Place pan over medium-high heat and bring to a boil. Reduce heat to medium and continue to cook, stirring frequently and adding water in 1/2 cup amounts as needed to keep mixture loose and free of lumps. If mixture becomes too thick, simply add more stock. The consistency should be similar to yogurt. Keep whisking and adding liquid until the water is used up and the polenta is done, about 15 to 30 minutes, depending on the coarseness of the grain.

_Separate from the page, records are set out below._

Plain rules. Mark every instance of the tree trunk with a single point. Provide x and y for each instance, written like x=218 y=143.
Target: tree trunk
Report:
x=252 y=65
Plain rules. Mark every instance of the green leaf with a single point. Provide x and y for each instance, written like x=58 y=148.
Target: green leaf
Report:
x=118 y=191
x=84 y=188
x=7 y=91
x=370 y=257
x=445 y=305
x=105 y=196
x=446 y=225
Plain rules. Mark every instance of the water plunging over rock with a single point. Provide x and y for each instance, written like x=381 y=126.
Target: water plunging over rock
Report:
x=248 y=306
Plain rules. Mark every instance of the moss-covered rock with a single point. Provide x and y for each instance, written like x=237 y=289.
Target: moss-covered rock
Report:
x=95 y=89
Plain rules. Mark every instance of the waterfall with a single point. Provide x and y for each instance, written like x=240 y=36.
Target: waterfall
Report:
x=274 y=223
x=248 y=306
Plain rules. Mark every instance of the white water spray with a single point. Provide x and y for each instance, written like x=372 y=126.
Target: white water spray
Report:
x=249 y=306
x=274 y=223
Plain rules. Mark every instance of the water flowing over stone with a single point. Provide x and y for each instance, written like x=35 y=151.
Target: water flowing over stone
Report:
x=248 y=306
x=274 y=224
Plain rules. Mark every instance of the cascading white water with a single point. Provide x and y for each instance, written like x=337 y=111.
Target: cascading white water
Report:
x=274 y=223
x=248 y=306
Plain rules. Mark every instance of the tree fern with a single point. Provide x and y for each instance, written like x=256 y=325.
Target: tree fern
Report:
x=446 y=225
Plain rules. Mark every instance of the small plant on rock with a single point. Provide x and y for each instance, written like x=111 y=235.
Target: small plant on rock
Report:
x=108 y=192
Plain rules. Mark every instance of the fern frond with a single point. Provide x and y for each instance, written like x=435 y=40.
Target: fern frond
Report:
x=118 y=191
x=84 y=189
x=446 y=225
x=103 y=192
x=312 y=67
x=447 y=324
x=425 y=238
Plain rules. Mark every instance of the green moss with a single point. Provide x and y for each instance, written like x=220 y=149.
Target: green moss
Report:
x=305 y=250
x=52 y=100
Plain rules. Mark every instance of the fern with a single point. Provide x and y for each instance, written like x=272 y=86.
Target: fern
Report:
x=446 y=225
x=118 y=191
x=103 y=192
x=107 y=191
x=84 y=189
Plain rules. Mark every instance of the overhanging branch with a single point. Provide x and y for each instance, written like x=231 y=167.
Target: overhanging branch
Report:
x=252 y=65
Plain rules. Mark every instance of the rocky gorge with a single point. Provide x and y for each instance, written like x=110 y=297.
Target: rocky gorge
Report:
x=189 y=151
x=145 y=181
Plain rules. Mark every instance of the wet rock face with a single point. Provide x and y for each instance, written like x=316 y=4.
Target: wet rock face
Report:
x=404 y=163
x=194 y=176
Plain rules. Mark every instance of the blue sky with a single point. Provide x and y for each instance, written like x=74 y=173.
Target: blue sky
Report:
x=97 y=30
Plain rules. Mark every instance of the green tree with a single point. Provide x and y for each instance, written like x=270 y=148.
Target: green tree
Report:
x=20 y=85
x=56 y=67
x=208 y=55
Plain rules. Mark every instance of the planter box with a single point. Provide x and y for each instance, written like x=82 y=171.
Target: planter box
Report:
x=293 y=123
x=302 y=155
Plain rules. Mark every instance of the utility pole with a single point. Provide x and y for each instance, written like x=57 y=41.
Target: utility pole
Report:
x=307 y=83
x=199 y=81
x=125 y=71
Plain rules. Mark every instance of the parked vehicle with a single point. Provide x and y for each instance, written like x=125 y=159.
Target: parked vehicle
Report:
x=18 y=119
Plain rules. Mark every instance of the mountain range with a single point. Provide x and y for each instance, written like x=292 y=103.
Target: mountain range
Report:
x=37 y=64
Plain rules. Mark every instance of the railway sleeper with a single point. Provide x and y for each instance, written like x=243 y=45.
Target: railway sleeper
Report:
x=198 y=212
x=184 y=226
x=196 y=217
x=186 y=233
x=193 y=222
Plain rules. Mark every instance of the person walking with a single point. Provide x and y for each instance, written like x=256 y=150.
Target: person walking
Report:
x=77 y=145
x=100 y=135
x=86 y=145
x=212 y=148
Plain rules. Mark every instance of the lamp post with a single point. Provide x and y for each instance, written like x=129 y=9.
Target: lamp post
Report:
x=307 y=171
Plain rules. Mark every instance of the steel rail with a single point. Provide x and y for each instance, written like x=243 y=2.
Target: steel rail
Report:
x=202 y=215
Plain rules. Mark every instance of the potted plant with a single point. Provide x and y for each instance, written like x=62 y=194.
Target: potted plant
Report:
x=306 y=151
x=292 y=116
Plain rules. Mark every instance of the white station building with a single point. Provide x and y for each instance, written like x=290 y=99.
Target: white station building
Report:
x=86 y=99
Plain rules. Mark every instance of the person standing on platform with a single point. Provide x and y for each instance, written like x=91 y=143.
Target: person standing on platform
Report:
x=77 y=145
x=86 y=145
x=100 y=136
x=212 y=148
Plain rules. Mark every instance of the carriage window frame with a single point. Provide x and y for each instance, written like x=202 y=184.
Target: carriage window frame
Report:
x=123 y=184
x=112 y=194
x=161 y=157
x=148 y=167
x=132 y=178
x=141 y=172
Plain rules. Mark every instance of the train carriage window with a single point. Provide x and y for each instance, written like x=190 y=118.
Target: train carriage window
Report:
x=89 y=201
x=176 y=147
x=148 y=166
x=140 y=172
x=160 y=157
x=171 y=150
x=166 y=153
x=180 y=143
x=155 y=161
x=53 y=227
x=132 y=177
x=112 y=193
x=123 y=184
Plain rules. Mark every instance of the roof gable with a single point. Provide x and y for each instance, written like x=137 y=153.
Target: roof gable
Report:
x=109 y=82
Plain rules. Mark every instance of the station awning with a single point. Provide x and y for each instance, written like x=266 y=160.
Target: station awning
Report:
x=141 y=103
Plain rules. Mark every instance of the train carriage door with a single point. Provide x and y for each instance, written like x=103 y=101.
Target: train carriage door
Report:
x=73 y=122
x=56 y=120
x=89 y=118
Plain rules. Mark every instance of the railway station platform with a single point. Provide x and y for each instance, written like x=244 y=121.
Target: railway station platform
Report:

You can place the lid on the pot until you’re ready to serve and take it off the heat. A few minutes before you eat, return the flame to medium-low, add the milk to loosen the polenta and whisk until creamy. Add the cheese and mix to incorporate. Taste for seasoning, adding more salt or cheese if you like.

  • caitlin

    All three look delicious! I don’t know how I’d choose.

    • BGSK

      The brown butter one REALLY gets me.

  • Millie l Add A Little

    I’ve never tried making polenta but this looks great! And I love the videos!!

    • BGSK

      Thank you, Millie!

  • Elle

    I have a ton of ground cornmeal, could I grind that and make a polenta lookalike? Or should I specifically buy polenta?

    • BGSK

      You know, I find the labeling on this stuff truly confusing. i would aim to find polenta: it’s a much coarser grind than the yellow cornmeal you’d use in cornbread.

      • Elle

        Update: my fine-ground yellow cornmeal worked AMAZING. I compared it to “official” polenta, and there seems to have been no difference in taste, texture, or consistency when using the same ingredients/recipe. Awesome!

  • Flavia

    Bravissima, Cara! As much as I love trying new restaurants and foods when traveling, a home cooked meal is always the best. I love staying places that have an equipped kitchen and shopping at the local markets. Your recipes sound wonderful! Polenta is one of my favorite things to eat.

  • Kate Ramos

    Your video was awesome and they all so look good! We tend to stay in places with kitchens because they are sooooo much easier with kids. These all look like great options!